Why instead of “The Talk” about the Birds and Bees will my son have “The Talk” about what to do in an encounter with a police officer?
“All my life I’d heard people tell their black boys and black girls to “be twice as good,” which is to say “accept half as much.” – Between the World and Me by Ta-Nehisi Coates
The above quote from a must-read contains a phrase that I heard all my life. “Be twice as good”. My parents always told me this but never explained why. It wasn’t until I was older that I realized what they were really saying, “be twice as good, so they don’t have a reason to bring you down”. Myself and I’m sure other children with similar circumstances were raised to believe that if we worked harder than our non-minority counterparts, then maybe we could have a seat at the table.

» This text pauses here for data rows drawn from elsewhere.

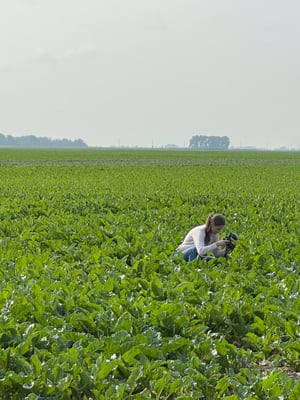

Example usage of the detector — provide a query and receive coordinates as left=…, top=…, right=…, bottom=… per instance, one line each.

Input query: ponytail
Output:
left=204, top=214, right=225, bottom=244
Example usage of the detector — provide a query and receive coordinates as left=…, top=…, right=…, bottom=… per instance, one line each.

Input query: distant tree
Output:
left=0, top=133, right=88, bottom=148
left=189, top=135, right=230, bottom=150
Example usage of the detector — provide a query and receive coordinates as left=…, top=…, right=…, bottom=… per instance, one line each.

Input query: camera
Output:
left=223, top=233, right=239, bottom=256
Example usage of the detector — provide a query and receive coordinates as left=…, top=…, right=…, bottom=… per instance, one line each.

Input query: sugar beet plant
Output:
left=0, top=149, right=300, bottom=400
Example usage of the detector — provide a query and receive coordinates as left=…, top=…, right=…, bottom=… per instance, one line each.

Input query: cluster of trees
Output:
left=189, top=135, right=230, bottom=150
left=0, top=133, right=87, bottom=147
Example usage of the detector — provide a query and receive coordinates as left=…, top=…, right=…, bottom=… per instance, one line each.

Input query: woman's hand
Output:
left=216, top=239, right=229, bottom=247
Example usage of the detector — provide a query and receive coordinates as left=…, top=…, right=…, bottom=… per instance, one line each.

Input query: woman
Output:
left=176, top=214, right=229, bottom=261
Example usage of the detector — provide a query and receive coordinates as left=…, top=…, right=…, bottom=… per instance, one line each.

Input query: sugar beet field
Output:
left=0, top=149, right=300, bottom=400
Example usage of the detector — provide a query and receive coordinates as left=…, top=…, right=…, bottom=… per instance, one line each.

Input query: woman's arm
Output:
left=193, top=226, right=226, bottom=257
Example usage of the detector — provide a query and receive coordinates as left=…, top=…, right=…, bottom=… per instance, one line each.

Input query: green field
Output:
left=0, top=149, right=300, bottom=400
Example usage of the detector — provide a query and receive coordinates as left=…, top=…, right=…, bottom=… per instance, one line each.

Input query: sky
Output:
left=0, top=0, right=300, bottom=149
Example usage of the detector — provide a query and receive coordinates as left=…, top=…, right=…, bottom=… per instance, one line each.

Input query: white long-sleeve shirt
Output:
left=177, top=225, right=225, bottom=257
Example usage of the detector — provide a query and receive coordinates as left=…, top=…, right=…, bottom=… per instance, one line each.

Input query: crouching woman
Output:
left=176, top=214, right=229, bottom=261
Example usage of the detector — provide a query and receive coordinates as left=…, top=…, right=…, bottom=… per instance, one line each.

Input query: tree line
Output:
left=0, top=133, right=88, bottom=147
left=189, top=135, right=230, bottom=150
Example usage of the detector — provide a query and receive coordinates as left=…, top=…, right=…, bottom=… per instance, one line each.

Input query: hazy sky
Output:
left=0, top=0, right=300, bottom=148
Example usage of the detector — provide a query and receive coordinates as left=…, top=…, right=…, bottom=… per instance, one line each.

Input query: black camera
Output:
left=223, top=233, right=239, bottom=256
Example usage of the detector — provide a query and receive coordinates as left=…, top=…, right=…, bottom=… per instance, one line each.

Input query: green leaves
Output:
left=0, top=150, right=300, bottom=400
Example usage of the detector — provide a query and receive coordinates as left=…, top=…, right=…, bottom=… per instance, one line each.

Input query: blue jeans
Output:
left=182, top=246, right=215, bottom=262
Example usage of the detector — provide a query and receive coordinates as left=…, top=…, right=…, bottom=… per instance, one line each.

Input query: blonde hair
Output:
left=204, top=214, right=226, bottom=244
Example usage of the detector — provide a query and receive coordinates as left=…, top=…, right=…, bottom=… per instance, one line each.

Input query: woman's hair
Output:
left=204, top=214, right=226, bottom=244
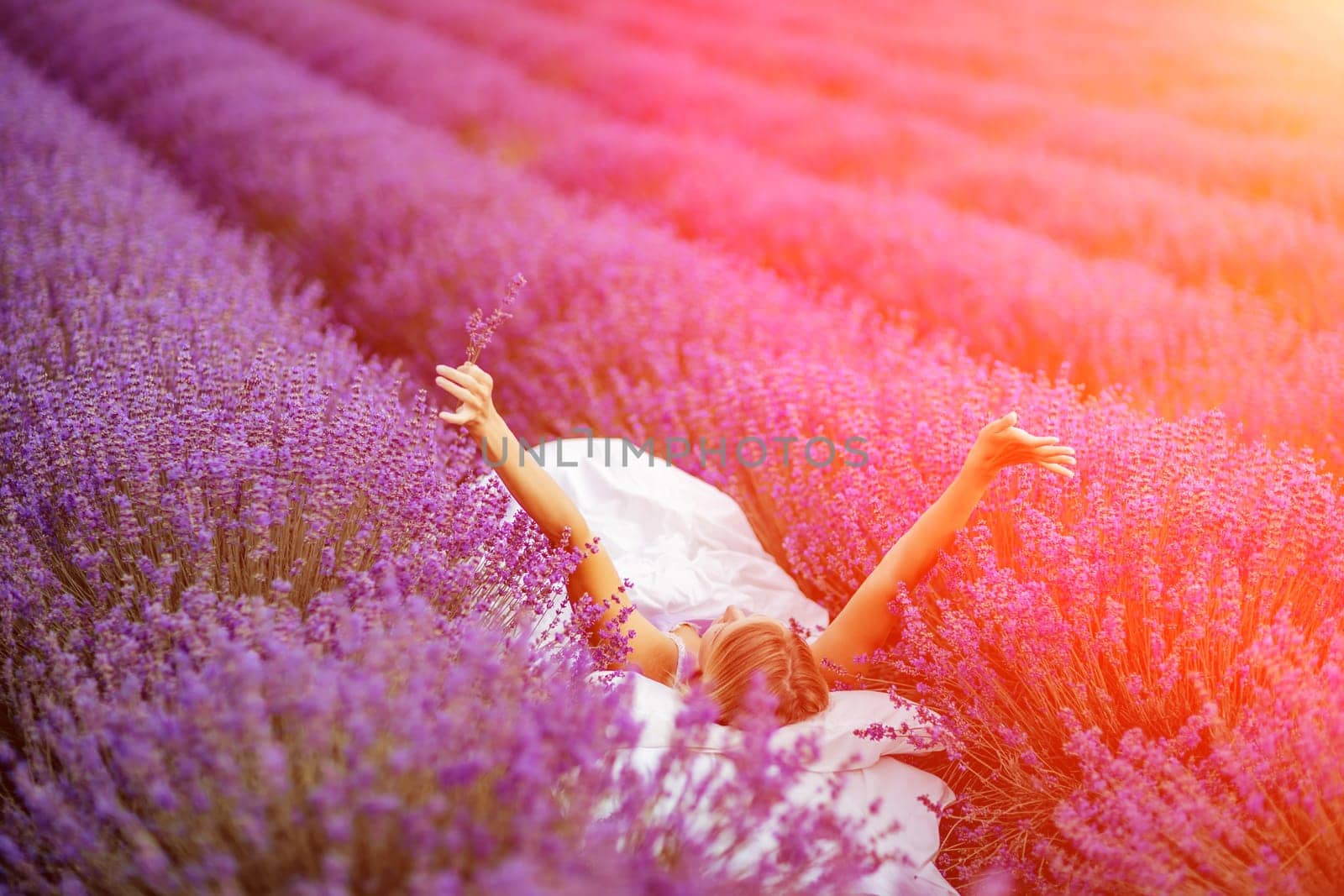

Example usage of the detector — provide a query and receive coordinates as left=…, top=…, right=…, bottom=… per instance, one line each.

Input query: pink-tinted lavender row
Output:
left=502, top=0, right=1344, bottom=327
left=11, top=4, right=1344, bottom=892
left=0, top=51, right=874, bottom=892
left=193, top=0, right=1344, bottom=470
left=634, top=0, right=1341, bottom=149
left=365, top=0, right=1344, bottom=321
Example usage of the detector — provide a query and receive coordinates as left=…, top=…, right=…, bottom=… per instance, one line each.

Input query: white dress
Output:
left=491, top=438, right=957, bottom=894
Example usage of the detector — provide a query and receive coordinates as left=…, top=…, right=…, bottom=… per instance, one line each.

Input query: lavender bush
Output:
left=0, top=51, right=892, bottom=893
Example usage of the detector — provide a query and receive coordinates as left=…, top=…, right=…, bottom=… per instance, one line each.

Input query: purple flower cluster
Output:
left=0, top=43, right=876, bottom=893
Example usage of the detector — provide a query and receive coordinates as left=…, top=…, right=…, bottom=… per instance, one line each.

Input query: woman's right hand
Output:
left=966, top=411, right=1078, bottom=478
left=434, top=361, right=499, bottom=438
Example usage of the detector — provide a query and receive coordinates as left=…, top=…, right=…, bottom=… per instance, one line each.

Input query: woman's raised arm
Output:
left=434, top=363, right=676, bottom=679
left=811, top=412, right=1077, bottom=683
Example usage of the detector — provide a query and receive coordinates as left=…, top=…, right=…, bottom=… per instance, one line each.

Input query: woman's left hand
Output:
left=966, top=411, right=1078, bottom=478
left=434, top=361, right=499, bottom=438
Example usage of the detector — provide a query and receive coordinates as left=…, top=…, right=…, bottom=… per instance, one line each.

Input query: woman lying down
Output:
left=435, top=363, right=1075, bottom=892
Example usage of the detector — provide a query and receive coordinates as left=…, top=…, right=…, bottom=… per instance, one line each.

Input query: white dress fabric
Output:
left=507, top=438, right=957, bottom=894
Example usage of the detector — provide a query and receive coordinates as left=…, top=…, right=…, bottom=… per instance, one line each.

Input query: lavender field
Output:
left=0, top=0, right=1344, bottom=896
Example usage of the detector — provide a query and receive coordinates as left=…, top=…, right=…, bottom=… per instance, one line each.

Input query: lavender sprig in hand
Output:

But as Mr. Coates articulately expressed, is it really fair to our children to drill them to work twice as hard to earn the same opportunities and freedom that their White counterparts are just given? Why will my son have to prove that he’s worth receiving basic rights and opportunities? Why will my son have to pay extra attention to the way he dresses, or the way he acts, or the music he listens to? Because of Trayvon Martin. Because of Tamir Rice. Because of Jordan Davis. We live in fear that our loved ones will become another name added to a long list of names of people who lost their lives due to the color of their skin.
Black Lives Matter.
That’s all I can say.
Black Lives Matter.
My son’s life matters.
I mourn with my people. I mourn for those that have made sacrifices, I mourn for those who we’ve lost, I mourn for the future.
Black Lives Matter.
We will never move forward as a country until we confront this ugly disease that has plagued this country for the past 400 years. No justice, no peace.
I wish I could end this post on a positive note, but my heart is too heavy right now. I pray that all find a moment of peace during these times. Hug your children tighter, call your parents, reach out to those important to you. Never stop fighting for justice.